The letter was sent days after government armed forces launched a full scale attack, involving jet planes, helicopters and artillery fire, on the Kachin Independence Organization's (KIO) Laiza headquarters. Three people were killed by the offensive; one of which was a child.
The shelling on Jan. 14, killed Assistant Pastor Malang Yaw, 65, Nhkum Bawk Naw, 40 and Hpauyu Doi San Awng, 14. Four other civilians, including two young children, were injured during the attack.
Shortly after news of the deadly incident broke, Aung San Suu Kyi told reporters in Naypyidaw that she wants a ceasefire between the KIO and Burma's government. "I don't like any kind of war or violence ... I have always said that we should negotiate among ourselves so that there is no need to fight like this…We will only be able to avoid such conflicts if we begin to practice a culture of negotiation." But the Nobel Peace winner didn’t condemn the army's slaying of civilians.
Publically, Burma's famous opposition leader has had very little to say about the Kachin conflict and the army’s behavior since the 17-year ceasefire unraveled on June 9, 2011. Some Kachin civil society groups have criticized Suu Kyi's silence; finding it disturbing.
The open letter signed by several groups, including; the Kachin National Organization- United Kingdom (KNO-UK), the All Kachin Students and Youth Union (AKSYU) and the Kachin Women's Association of Thailand (KWAT), condemned the army's ongoing offensives on Laiza and called for an international investigation on the civilians killed in January.

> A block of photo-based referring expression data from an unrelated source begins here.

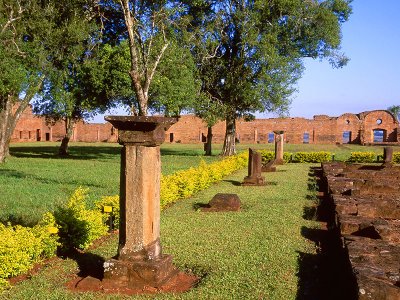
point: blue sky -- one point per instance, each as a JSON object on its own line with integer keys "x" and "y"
{"x": 371, "y": 79}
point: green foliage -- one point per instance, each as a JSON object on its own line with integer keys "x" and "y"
{"x": 79, "y": 226}
{"x": 112, "y": 201}
{"x": 362, "y": 157}
{"x": 395, "y": 110}
{"x": 267, "y": 156}
{"x": 312, "y": 157}
{"x": 22, "y": 247}
{"x": 250, "y": 53}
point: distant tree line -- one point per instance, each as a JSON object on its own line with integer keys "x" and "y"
{"x": 219, "y": 59}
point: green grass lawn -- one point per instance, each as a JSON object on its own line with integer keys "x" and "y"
{"x": 251, "y": 254}
{"x": 35, "y": 180}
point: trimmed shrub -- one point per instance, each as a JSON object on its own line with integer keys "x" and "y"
{"x": 362, "y": 157}
{"x": 312, "y": 157}
{"x": 22, "y": 247}
{"x": 79, "y": 226}
{"x": 267, "y": 156}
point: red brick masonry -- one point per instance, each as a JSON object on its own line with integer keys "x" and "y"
{"x": 378, "y": 126}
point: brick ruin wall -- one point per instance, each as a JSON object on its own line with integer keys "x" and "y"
{"x": 322, "y": 129}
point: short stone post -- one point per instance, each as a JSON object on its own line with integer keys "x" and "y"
{"x": 140, "y": 261}
{"x": 278, "y": 147}
{"x": 254, "y": 172}
{"x": 388, "y": 156}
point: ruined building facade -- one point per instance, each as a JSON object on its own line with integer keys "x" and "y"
{"x": 372, "y": 127}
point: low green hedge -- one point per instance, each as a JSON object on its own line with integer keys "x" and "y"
{"x": 79, "y": 226}
{"x": 184, "y": 184}
{"x": 362, "y": 157}
{"x": 22, "y": 247}
{"x": 312, "y": 157}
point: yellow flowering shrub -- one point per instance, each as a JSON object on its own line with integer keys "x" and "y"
{"x": 112, "y": 201}
{"x": 186, "y": 183}
{"x": 21, "y": 247}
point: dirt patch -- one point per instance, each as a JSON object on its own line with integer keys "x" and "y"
{"x": 179, "y": 283}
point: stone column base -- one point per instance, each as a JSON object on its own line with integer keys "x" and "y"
{"x": 253, "y": 181}
{"x": 137, "y": 274}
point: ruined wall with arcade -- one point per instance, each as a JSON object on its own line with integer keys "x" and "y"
{"x": 31, "y": 128}
{"x": 371, "y": 127}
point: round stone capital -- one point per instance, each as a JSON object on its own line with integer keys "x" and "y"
{"x": 141, "y": 130}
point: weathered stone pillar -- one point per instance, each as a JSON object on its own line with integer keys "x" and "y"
{"x": 388, "y": 156}
{"x": 254, "y": 169}
{"x": 140, "y": 261}
{"x": 278, "y": 147}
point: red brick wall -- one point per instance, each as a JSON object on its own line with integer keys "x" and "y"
{"x": 321, "y": 129}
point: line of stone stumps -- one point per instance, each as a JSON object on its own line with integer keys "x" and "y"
{"x": 365, "y": 200}
{"x": 140, "y": 265}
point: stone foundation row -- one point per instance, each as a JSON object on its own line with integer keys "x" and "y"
{"x": 366, "y": 202}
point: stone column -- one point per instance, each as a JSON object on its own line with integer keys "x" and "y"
{"x": 278, "y": 147}
{"x": 254, "y": 169}
{"x": 140, "y": 261}
{"x": 388, "y": 156}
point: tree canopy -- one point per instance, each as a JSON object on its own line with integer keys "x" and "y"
{"x": 250, "y": 52}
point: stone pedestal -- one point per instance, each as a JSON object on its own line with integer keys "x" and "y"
{"x": 254, "y": 172}
{"x": 139, "y": 261}
{"x": 278, "y": 147}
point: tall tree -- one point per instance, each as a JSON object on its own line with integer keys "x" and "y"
{"x": 395, "y": 110}
{"x": 257, "y": 48}
{"x": 174, "y": 87}
{"x": 150, "y": 30}
{"x": 74, "y": 41}
{"x": 23, "y": 27}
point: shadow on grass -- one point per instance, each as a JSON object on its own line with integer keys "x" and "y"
{"x": 87, "y": 152}
{"x": 89, "y": 264}
{"x": 26, "y": 220}
{"x": 75, "y": 152}
{"x": 326, "y": 274}
{"x": 234, "y": 182}
{"x": 22, "y": 175}
{"x": 199, "y": 206}
{"x": 180, "y": 152}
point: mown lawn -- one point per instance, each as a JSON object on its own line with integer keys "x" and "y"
{"x": 34, "y": 180}
{"x": 251, "y": 254}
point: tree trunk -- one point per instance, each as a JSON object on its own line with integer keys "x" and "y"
{"x": 6, "y": 116}
{"x": 230, "y": 134}
{"x": 209, "y": 141}
{"x": 69, "y": 129}
{"x": 9, "y": 119}
{"x": 8, "y": 122}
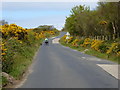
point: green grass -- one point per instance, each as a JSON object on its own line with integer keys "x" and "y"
{"x": 94, "y": 53}
{"x": 4, "y": 81}
{"x": 20, "y": 56}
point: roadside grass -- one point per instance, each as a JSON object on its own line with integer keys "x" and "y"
{"x": 20, "y": 57}
{"x": 94, "y": 53}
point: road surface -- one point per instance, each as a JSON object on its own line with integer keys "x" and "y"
{"x": 57, "y": 66}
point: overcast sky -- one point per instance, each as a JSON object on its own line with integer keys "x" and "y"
{"x": 33, "y": 14}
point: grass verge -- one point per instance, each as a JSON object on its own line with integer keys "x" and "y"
{"x": 94, "y": 53}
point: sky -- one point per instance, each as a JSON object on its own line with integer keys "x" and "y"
{"x": 34, "y": 14}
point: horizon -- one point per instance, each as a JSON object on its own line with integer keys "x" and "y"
{"x": 34, "y": 14}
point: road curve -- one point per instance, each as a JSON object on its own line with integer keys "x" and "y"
{"x": 57, "y": 66}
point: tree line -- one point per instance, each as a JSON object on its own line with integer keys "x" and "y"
{"x": 101, "y": 23}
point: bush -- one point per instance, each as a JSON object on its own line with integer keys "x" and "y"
{"x": 103, "y": 48}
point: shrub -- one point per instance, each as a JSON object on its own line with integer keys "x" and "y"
{"x": 95, "y": 44}
{"x": 87, "y": 42}
{"x": 103, "y": 48}
{"x": 115, "y": 48}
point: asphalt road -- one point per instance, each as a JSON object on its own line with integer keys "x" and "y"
{"x": 57, "y": 66}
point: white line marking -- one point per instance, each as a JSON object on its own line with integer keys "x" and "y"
{"x": 111, "y": 69}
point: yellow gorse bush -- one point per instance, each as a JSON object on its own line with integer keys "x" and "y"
{"x": 95, "y": 44}
{"x": 114, "y": 49}
{"x": 87, "y": 41}
{"x": 70, "y": 39}
{"x": 74, "y": 43}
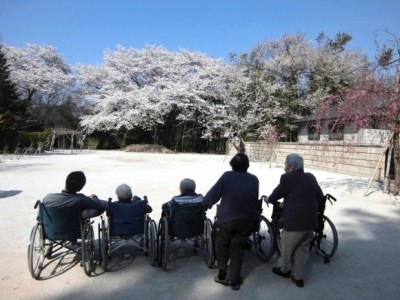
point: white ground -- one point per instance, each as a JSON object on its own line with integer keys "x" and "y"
{"x": 366, "y": 265}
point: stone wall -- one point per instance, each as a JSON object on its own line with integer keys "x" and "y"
{"x": 352, "y": 160}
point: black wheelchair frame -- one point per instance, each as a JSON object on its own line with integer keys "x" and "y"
{"x": 133, "y": 226}
{"x": 54, "y": 230}
{"x": 325, "y": 238}
{"x": 185, "y": 223}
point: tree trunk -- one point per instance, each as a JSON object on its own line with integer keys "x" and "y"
{"x": 396, "y": 148}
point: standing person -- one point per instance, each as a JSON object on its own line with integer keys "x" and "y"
{"x": 301, "y": 197}
{"x": 91, "y": 206}
{"x": 237, "y": 217}
{"x": 188, "y": 195}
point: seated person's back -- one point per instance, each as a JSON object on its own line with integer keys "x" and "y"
{"x": 69, "y": 197}
{"x": 188, "y": 195}
{"x": 126, "y": 197}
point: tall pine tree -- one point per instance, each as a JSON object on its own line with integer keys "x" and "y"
{"x": 13, "y": 111}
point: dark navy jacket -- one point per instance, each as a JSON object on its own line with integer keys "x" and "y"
{"x": 238, "y": 192}
{"x": 302, "y": 196}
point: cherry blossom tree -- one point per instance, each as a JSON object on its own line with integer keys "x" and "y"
{"x": 12, "y": 109}
{"x": 43, "y": 79}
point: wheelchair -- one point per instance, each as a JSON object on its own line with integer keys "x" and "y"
{"x": 325, "y": 237}
{"x": 54, "y": 230}
{"x": 263, "y": 238}
{"x": 185, "y": 223}
{"x": 127, "y": 223}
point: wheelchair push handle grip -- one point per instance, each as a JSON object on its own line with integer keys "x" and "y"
{"x": 36, "y": 204}
{"x": 330, "y": 198}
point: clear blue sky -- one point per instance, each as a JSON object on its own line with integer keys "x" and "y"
{"x": 81, "y": 30}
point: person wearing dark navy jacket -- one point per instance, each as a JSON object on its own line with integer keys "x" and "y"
{"x": 301, "y": 198}
{"x": 237, "y": 217}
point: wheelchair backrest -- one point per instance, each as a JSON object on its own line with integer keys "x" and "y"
{"x": 126, "y": 219}
{"x": 60, "y": 223}
{"x": 187, "y": 220}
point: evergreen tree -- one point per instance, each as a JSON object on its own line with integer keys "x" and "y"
{"x": 12, "y": 110}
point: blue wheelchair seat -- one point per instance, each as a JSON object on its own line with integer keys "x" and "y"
{"x": 127, "y": 219}
{"x": 187, "y": 221}
{"x": 61, "y": 223}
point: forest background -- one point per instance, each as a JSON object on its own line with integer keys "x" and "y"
{"x": 189, "y": 102}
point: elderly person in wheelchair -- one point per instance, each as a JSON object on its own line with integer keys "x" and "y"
{"x": 183, "y": 220}
{"x": 188, "y": 195}
{"x": 127, "y": 221}
{"x": 63, "y": 218}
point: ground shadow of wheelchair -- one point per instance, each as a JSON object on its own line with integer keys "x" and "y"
{"x": 179, "y": 253}
{"x": 59, "y": 263}
{"x": 252, "y": 261}
{"x": 122, "y": 255}
{"x": 5, "y": 194}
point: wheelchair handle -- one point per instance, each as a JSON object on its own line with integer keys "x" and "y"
{"x": 330, "y": 198}
{"x": 36, "y": 204}
{"x": 263, "y": 199}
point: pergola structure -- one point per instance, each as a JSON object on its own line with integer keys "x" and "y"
{"x": 65, "y": 133}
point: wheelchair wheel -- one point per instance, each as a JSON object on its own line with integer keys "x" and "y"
{"x": 263, "y": 239}
{"x": 207, "y": 244}
{"x": 36, "y": 251}
{"x": 325, "y": 242}
{"x": 151, "y": 239}
{"x": 87, "y": 247}
{"x": 103, "y": 246}
{"x": 164, "y": 241}
{"x": 278, "y": 236}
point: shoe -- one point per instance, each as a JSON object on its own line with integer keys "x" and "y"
{"x": 221, "y": 281}
{"x": 237, "y": 287}
{"x": 277, "y": 271}
{"x": 298, "y": 282}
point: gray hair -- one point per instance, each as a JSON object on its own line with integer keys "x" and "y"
{"x": 187, "y": 186}
{"x": 296, "y": 161}
{"x": 124, "y": 193}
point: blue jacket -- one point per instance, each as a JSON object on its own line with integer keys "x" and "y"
{"x": 238, "y": 193}
{"x": 302, "y": 195}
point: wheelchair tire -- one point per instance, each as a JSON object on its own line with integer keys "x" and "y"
{"x": 325, "y": 244}
{"x": 104, "y": 246}
{"x": 151, "y": 240}
{"x": 36, "y": 251}
{"x": 87, "y": 247}
{"x": 263, "y": 239}
{"x": 163, "y": 243}
{"x": 207, "y": 244}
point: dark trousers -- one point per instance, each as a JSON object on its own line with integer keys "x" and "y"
{"x": 231, "y": 244}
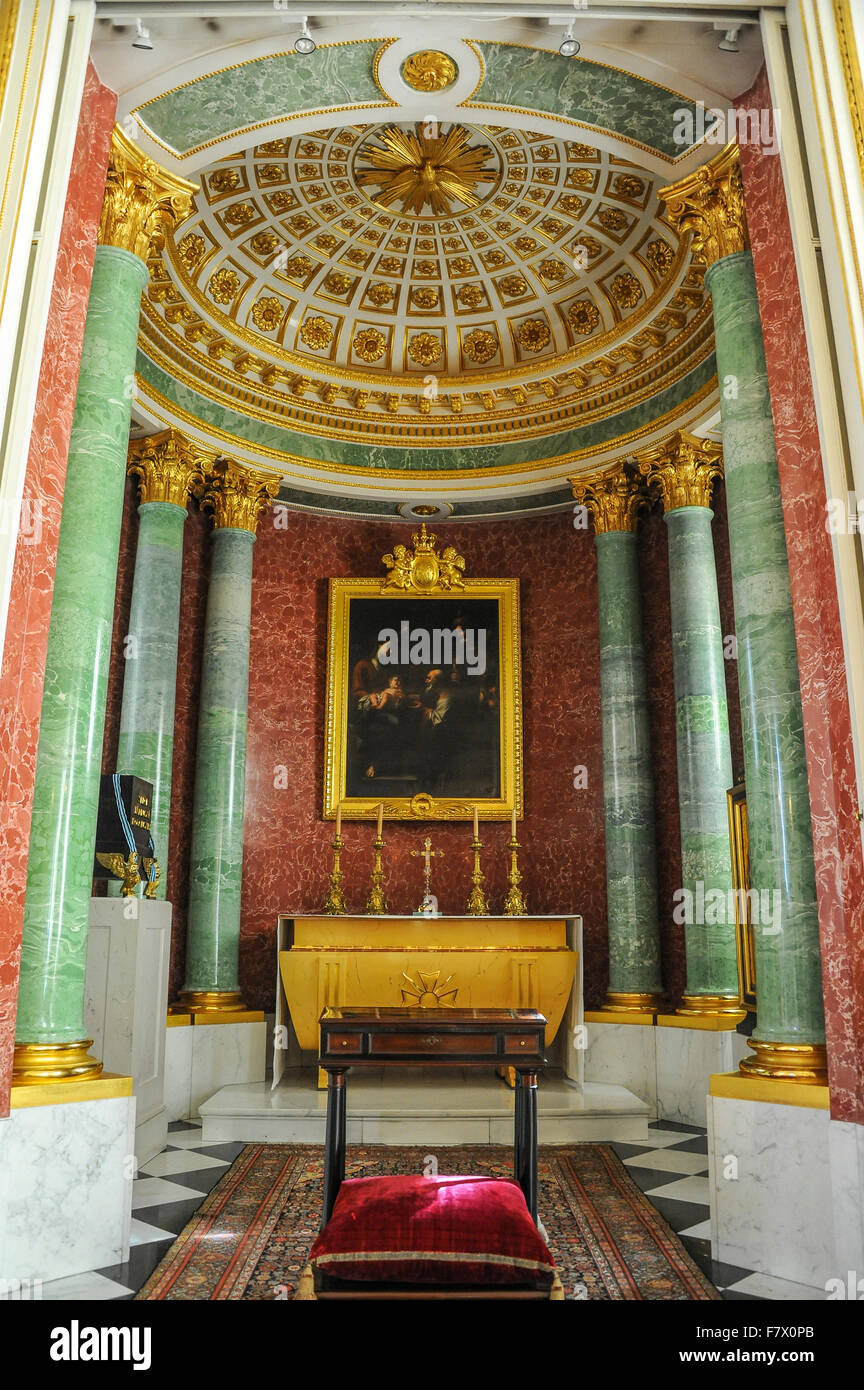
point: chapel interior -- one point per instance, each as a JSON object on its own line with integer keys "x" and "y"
{"x": 432, "y": 626}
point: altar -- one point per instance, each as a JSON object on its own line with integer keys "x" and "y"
{"x": 532, "y": 962}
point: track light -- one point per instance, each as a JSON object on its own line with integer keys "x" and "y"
{"x": 304, "y": 42}
{"x": 568, "y": 46}
{"x": 142, "y": 36}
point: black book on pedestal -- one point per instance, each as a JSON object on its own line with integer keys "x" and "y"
{"x": 124, "y": 844}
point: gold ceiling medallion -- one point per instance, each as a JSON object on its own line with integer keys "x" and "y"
{"x": 424, "y": 569}
{"x": 418, "y": 170}
{"x": 710, "y": 205}
{"x": 429, "y": 71}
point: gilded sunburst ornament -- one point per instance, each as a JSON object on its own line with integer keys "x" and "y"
{"x": 414, "y": 170}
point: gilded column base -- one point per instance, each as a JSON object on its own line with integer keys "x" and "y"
{"x": 710, "y": 1005}
{"x": 209, "y": 1001}
{"x": 803, "y": 1062}
{"x": 631, "y": 1002}
{"x": 39, "y": 1064}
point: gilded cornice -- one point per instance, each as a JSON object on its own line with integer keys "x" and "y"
{"x": 238, "y": 495}
{"x": 168, "y": 466}
{"x": 613, "y": 495}
{"x": 681, "y": 470}
{"x": 142, "y": 200}
{"x": 710, "y": 206}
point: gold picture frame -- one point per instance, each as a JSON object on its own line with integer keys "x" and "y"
{"x": 736, "y": 804}
{"x": 424, "y": 585}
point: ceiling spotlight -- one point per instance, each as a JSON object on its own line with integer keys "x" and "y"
{"x": 142, "y": 36}
{"x": 304, "y": 42}
{"x": 568, "y": 46}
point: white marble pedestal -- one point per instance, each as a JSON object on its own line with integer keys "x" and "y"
{"x": 127, "y": 1001}
{"x": 204, "y": 1057}
{"x": 65, "y": 1180}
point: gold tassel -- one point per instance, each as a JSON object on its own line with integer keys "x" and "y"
{"x": 306, "y": 1289}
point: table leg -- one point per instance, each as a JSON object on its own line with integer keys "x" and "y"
{"x": 334, "y": 1143}
{"x": 527, "y": 1139}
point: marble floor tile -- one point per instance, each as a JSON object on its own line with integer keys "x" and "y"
{"x": 767, "y": 1286}
{"x": 152, "y": 1191}
{"x": 179, "y": 1161}
{"x": 142, "y": 1233}
{"x": 685, "y": 1190}
{"x": 671, "y": 1161}
{"x": 84, "y": 1289}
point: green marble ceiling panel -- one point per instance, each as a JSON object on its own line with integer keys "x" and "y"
{"x": 535, "y": 79}
{"x": 417, "y": 459}
{"x": 263, "y": 91}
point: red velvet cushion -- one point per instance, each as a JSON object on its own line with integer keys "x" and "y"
{"x": 432, "y": 1230}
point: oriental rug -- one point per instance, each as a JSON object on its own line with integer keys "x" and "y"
{"x": 250, "y": 1237}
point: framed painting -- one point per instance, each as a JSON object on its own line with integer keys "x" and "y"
{"x": 424, "y": 691}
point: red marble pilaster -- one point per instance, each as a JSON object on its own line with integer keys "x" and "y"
{"x": 836, "y": 838}
{"x": 22, "y": 672}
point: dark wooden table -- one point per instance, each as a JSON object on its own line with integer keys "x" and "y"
{"x": 434, "y": 1037}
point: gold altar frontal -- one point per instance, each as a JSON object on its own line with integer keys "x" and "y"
{"x": 427, "y": 962}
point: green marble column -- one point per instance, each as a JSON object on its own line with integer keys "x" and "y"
{"x": 168, "y": 467}
{"x": 236, "y": 496}
{"x": 50, "y": 1034}
{"x": 682, "y": 470}
{"x": 613, "y": 496}
{"x": 789, "y": 1033}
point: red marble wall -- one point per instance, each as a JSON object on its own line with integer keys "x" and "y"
{"x": 817, "y": 623}
{"x": 288, "y": 856}
{"x": 22, "y": 672}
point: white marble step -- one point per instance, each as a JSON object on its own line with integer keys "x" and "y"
{"x": 421, "y": 1107}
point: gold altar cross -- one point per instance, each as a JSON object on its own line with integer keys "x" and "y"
{"x": 428, "y": 854}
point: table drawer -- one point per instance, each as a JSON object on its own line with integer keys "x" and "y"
{"x": 521, "y": 1043}
{"x": 347, "y": 1043}
{"x": 435, "y": 1044}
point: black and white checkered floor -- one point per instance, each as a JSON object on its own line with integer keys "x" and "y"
{"x": 671, "y": 1168}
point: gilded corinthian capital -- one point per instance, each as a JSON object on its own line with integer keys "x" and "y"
{"x": 142, "y": 200}
{"x": 168, "y": 467}
{"x": 238, "y": 495}
{"x": 682, "y": 470}
{"x": 710, "y": 205}
{"x": 613, "y": 495}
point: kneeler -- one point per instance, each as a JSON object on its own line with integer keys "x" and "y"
{"x": 416, "y": 1237}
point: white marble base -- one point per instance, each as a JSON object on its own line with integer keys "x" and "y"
{"x": 127, "y": 1001}
{"x": 424, "y": 1107}
{"x": 203, "y": 1058}
{"x": 668, "y": 1068}
{"x": 786, "y": 1194}
{"x": 65, "y": 1187}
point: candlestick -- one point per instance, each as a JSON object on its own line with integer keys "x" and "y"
{"x": 334, "y": 904}
{"x": 477, "y": 905}
{"x": 514, "y": 902}
{"x": 377, "y": 904}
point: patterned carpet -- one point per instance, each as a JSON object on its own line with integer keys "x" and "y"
{"x": 250, "y": 1237}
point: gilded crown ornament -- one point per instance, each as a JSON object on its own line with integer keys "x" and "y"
{"x": 236, "y": 495}
{"x": 682, "y": 470}
{"x": 142, "y": 200}
{"x": 425, "y": 569}
{"x": 613, "y": 495}
{"x": 168, "y": 467}
{"x": 710, "y": 205}
{"x": 416, "y": 170}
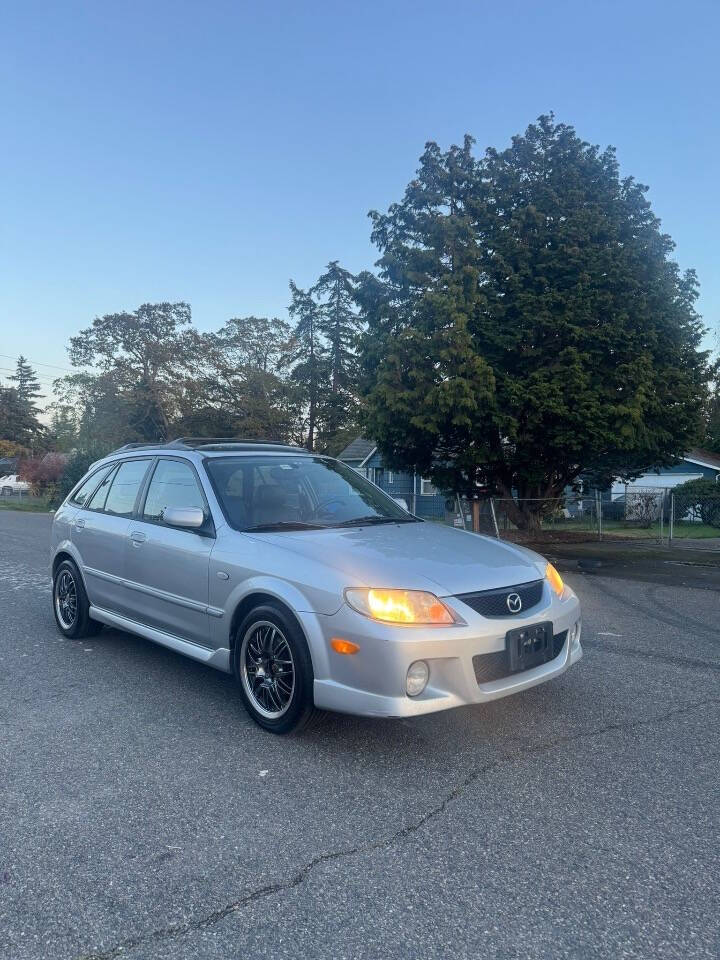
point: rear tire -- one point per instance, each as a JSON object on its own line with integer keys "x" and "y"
{"x": 272, "y": 665}
{"x": 70, "y": 603}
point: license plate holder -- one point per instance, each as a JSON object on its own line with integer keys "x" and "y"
{"x": 530, "y": 646}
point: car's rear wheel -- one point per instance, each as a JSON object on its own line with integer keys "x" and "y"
{"x": 273, "y": 668}
{"x": 70, "y": 603}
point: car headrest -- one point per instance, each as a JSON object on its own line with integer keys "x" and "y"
{"x": 270, "y": 496}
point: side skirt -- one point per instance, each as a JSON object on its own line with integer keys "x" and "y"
{"x": 220, "y": 659}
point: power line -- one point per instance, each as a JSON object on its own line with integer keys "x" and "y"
{"x": 37, "y": 363}
{"x": 41, "y": 377}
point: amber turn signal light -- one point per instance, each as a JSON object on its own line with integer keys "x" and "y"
{"x": 343, "y": 646}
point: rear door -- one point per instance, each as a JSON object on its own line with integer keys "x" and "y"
{"x": 168, "y": 567}
{"x": 100, "y": 533}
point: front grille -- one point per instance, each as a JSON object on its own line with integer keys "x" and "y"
{"x": 494, "y": 603}
{"x": 496, "y": 666}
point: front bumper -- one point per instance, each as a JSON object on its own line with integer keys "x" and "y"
{"x": 372, "y": 681}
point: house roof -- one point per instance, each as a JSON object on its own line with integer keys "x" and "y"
{"x": 704, "y": 457}
{"x": 358, "y": 449}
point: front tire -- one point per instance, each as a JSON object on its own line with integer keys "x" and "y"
{"x": 272, "y": 665}
{"x": 70, "y": 603}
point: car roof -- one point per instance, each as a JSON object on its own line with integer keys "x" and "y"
{"x": 203, "y": 447}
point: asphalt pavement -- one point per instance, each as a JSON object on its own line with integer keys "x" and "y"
{"x": 143, "y": 815}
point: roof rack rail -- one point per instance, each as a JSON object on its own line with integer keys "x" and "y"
{"x": 137, "y": 446}
{"x": 194, "y": 443}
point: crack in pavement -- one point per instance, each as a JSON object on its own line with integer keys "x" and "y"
{"x": 295, "y": 880}
{"x": 677, "y": 620}
{"x": 638, "y": 653}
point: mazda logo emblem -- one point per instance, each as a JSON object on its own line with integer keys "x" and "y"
{"x": 514, "y": 602}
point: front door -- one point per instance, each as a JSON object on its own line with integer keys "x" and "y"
{"x": 167, "y": 568}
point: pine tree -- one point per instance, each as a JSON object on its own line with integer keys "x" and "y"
{"x": 339, "y": 323}
{"x": 528, "y": 324}
{"x": 20, "y": 416}
{"x": 27, "y": 385}
{"x": 307, "y": 355}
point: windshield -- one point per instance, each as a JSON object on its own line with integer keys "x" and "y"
{"x": 297, "y": 492}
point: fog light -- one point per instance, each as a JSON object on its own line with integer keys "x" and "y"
{"x": 417, "y": 678}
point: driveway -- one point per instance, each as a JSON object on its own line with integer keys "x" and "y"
{"x": 143, "y": 815}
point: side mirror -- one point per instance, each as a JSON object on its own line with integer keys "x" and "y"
{"x": 189, "y": 517}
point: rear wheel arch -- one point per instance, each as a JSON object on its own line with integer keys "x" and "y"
{"x": 59, "y": 557}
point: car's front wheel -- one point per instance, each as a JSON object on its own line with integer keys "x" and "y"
{"x": 272, "y": 665}
{"x": 70, "y": 603}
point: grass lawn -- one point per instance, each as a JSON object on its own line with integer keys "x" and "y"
{"x": 26, "y": 506}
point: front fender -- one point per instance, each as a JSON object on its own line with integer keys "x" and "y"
{"x": 290, "y": 596}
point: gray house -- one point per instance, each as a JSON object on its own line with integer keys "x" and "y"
{"x": 421, "y": 497}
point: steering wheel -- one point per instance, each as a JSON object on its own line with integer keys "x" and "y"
{"x": 321, "y": 507}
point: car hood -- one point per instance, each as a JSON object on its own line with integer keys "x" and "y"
{"x": 414, "y": 556}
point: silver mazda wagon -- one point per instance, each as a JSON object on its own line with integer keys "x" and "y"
{"x": 308, "y": 583}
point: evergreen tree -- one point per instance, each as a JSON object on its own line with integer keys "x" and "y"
{"x": 307, "y": 356}
{"x": 27, "y": 385}
{"x": 21, "y": 408}
{"x": 528, "y": 324}
{"x": 339, "y": 323}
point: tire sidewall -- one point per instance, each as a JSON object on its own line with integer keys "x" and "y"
{"x": 82, "y": 615}
{"x": 301, "y": 704}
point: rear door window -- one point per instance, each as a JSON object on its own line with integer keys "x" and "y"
{"x": 97, "y": 500}
{"x": 85, "y": 490}
{"x": 174, "y": 484}
{"x": 125, "y": 487}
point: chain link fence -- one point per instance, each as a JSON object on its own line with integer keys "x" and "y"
{"x": 638, "y": 513}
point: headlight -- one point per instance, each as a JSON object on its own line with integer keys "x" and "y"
{"x": 554, "y": 579}
{"x": 399, "y": 606}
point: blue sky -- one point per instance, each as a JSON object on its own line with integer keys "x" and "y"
{"x": 209, "y": 151}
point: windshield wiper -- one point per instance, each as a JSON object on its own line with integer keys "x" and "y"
{"x": 285, "y": 525}
{"x": 371, "y": 518}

“We would like to highlight the total lack of consideration for international humanitarian law by the Burmese military, including Geneva Convention (IV) relative to the Protection of Civilian Persons in Time of War, which states in its article 27 that protected persons are entitled, in all circumstances, to respect for their persons, their honour, their family rights, their religious convictions and practices, and their manners and customs,” the letter said.
It’s unclear if the international community will support a full scale UN investigation into the human rights abuses committed during the conflict. A day after the civilians were killed London based Amnesty International issued a press release calling for Burmese authorities to investigate the causes of the deaths.
“We urge the Myanmar authorities to immediately launch an investigation into the attack on 14 January and to determine if international laws of war were violated,” said Isabelle Arradon, Amnesty International’s deputy Asia-pacific director in a statement released by group.
Amnesty International stopped short of calling for an international investigation into the killings; a stance likely to disappoint Kachin civil society groups, many of which don’t believe that Thein Sein's government can be trusted to conduct a proper investigation about its or army’s role the incident.